Sinners forgiven

Image source: WikiMedia Commons
Image source: WikiMedia Commons

Neither by the blood of goats and calves, but by his own blood he entered in once into the holy place, having obtained eternal redemption for us. Heb. 9:12

The redemption that Christ accomplishes is complete. There is nothing that we can do to add to what he has already done. No amount of fasting, or crying, or punishing yourself can add to the infinite value of our Lord’s saving work. If we think that we must do something to make us worthy of Christ, then we have misunderstood what he came to do. He did not come so that you could make yourself worthy for him. He came to take your unworthiness upon himself so that you could have his worthiness. For us to offer Christ our efforts toward repairing our fallen image is to mock what he has done. It is to question his finished work. Paul does not say that we have a partial redemption through his blood or that we have the forgiveness of most of our sins through Christ and that we have to make up for the rest. No, we have full redemption through his blood and the forgiveness of all our sins. It is because of this that the apostle can confidently say to the Romans, “There is therefore now no condemnation to those who are in Christ” (Rom. 8:1).

Christ is the only one in whom we have such redemption. The only way we can be saved, the only way we can obtain the forgiveness of our sins, is by being connected to the death that Jesus died upon the cross. There is no other way of salvation. If your sins are not forgiven on the basis of what Jesus did on the cross, then they are not forgiven. It is only as we are in him that we can be saved.

How then do we become connected to Christ? How is it that we come to be in him? Our Lord himself tells us in John 6:35, in response to those who asked him to give them the bread that comes down from heaven (see Jn. 6:32-34): “And Jesus said unto them, I am the bread of life: he that cometh to me shall never hunger; and he that believeth on me shall never thirst.” The way to be connected to our Lord the bread of life is to believe in him.

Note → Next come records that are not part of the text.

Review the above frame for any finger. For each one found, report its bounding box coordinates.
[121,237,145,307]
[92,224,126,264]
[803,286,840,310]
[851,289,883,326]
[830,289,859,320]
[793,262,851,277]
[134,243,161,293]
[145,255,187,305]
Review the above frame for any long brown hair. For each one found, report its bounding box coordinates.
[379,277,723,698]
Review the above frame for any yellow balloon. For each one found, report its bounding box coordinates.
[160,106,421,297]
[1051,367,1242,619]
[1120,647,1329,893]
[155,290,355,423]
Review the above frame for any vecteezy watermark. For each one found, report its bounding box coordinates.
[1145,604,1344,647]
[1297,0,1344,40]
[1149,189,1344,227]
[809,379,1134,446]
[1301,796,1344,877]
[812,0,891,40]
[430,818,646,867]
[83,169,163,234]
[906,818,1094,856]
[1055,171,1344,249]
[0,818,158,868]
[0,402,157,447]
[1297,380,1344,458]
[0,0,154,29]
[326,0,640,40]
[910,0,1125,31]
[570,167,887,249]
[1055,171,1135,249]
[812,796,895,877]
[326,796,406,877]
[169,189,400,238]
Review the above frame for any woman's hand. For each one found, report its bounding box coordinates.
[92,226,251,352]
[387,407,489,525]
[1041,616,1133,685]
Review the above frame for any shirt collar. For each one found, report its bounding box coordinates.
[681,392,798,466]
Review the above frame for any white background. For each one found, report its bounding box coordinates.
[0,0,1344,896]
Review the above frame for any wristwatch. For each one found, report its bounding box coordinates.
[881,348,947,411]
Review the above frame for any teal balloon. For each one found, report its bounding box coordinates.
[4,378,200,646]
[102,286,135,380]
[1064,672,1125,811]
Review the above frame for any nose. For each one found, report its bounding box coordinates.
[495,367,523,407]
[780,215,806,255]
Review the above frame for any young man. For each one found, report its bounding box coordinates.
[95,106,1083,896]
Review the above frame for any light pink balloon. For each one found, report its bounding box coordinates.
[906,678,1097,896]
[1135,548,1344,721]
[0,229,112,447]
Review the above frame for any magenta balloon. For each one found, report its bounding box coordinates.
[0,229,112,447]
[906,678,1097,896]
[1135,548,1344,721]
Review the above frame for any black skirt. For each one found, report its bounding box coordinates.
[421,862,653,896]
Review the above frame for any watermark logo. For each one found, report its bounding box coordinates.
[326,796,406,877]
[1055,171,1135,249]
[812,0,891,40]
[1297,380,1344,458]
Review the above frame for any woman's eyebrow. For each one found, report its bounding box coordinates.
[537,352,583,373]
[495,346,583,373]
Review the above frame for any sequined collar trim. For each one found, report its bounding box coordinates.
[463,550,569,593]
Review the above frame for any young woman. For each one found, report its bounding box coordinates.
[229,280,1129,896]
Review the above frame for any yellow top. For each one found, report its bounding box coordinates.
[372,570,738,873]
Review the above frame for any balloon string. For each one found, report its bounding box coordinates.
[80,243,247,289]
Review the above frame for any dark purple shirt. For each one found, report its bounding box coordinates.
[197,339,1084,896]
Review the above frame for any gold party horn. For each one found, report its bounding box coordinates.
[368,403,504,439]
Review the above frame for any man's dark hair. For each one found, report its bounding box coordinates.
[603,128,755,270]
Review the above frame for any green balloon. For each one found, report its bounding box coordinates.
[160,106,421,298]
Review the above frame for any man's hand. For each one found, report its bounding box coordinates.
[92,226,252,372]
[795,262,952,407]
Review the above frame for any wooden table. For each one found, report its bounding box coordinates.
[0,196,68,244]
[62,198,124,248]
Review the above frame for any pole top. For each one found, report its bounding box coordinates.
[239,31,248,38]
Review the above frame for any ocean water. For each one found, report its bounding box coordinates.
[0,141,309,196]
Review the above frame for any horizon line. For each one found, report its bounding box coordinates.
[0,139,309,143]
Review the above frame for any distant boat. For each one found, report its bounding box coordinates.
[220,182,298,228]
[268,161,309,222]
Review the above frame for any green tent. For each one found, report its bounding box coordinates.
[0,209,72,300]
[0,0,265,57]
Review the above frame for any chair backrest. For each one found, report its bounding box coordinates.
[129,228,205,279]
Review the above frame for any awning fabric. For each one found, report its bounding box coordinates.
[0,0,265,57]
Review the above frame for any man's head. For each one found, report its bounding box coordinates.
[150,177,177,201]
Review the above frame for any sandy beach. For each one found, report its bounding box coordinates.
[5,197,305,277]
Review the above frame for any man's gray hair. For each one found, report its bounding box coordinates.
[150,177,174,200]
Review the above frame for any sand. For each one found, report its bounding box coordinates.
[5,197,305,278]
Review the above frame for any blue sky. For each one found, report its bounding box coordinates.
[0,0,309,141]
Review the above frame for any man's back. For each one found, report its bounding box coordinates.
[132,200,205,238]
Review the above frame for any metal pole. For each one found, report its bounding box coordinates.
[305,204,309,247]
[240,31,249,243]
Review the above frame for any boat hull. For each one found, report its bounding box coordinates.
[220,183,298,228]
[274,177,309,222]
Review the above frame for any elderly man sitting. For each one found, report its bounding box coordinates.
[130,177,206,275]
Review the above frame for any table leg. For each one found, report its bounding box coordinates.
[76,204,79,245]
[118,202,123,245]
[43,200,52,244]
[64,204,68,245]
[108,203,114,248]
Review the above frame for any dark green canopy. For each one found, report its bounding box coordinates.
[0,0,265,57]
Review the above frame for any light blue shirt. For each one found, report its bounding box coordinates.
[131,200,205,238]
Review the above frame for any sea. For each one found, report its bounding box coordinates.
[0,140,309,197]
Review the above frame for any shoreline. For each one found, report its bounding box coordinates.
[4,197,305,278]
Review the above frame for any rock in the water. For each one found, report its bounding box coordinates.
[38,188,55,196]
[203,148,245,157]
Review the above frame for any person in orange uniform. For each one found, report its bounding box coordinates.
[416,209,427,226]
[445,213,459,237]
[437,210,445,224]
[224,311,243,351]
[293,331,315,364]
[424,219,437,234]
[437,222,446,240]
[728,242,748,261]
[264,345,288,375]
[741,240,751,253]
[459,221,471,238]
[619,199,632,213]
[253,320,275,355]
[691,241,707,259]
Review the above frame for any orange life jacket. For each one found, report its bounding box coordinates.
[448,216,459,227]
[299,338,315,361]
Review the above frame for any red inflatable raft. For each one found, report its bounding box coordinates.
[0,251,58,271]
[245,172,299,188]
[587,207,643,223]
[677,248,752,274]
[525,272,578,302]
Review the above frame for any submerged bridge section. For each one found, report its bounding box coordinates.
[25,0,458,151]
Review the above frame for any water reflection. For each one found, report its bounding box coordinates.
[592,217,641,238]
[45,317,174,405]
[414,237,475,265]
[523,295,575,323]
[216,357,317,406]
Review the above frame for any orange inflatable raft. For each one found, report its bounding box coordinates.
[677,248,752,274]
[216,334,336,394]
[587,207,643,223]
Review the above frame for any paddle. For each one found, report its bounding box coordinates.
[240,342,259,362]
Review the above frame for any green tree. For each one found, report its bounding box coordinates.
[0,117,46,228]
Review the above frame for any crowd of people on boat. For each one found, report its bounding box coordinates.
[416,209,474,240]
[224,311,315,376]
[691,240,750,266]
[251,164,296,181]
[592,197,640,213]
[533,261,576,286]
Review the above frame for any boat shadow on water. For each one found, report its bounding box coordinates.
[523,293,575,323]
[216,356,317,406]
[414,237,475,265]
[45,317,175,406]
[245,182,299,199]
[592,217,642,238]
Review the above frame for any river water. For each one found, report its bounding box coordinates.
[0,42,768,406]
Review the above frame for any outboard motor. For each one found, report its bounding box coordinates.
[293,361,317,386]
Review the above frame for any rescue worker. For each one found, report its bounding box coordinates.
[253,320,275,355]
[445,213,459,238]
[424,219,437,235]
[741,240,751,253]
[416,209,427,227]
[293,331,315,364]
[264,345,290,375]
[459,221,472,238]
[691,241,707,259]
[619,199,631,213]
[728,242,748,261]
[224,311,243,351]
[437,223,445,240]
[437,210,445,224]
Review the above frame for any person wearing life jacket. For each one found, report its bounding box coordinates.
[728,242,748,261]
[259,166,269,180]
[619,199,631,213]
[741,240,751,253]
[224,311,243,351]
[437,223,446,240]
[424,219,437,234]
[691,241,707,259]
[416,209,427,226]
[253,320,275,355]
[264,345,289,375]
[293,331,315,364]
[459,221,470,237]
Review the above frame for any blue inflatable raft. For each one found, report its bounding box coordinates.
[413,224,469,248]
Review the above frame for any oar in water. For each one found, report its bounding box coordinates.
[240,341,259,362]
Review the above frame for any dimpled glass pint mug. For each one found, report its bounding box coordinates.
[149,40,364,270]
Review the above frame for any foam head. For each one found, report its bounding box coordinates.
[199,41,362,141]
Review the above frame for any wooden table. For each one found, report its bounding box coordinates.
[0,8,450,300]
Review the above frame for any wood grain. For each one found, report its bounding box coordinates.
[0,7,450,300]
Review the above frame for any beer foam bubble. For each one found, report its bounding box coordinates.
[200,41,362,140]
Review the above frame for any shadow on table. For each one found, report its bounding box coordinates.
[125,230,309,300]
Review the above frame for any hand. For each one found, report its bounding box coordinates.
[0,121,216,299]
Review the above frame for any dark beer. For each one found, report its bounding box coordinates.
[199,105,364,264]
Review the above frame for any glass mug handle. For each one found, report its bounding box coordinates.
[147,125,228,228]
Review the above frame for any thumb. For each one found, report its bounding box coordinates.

Or, as the apostle Paul puts it so thoroughly in his epistle to the Romans, we are justified by faith. This of course means more than mere intellectual assent that he is Lord and Savior. The demons believe that. True faith (that which is the gift of God, Eph. 2:8) involves not only mental assent but also the trust of the will and the affection of the heart. It means that we understand our need of him, that we are sinners and that we cannot save ourselves. It means that we understand the depth of our need and that Christ is the only one who can save us. It means that we willingly place ourselves under his command, recognizing him as Lord as well as Savior. It means that we trust in him and follow him. Those who do so are given eternal life; they are saved. It is not about bringing anything to the table. It is about receiving what Christ has accomplished already on the cross. It is about resting in him and in his work, not in our own. According to the Scripture, those who do so are saved, once and for all, finally and completely. Praise God for the riches of his grace in Christ!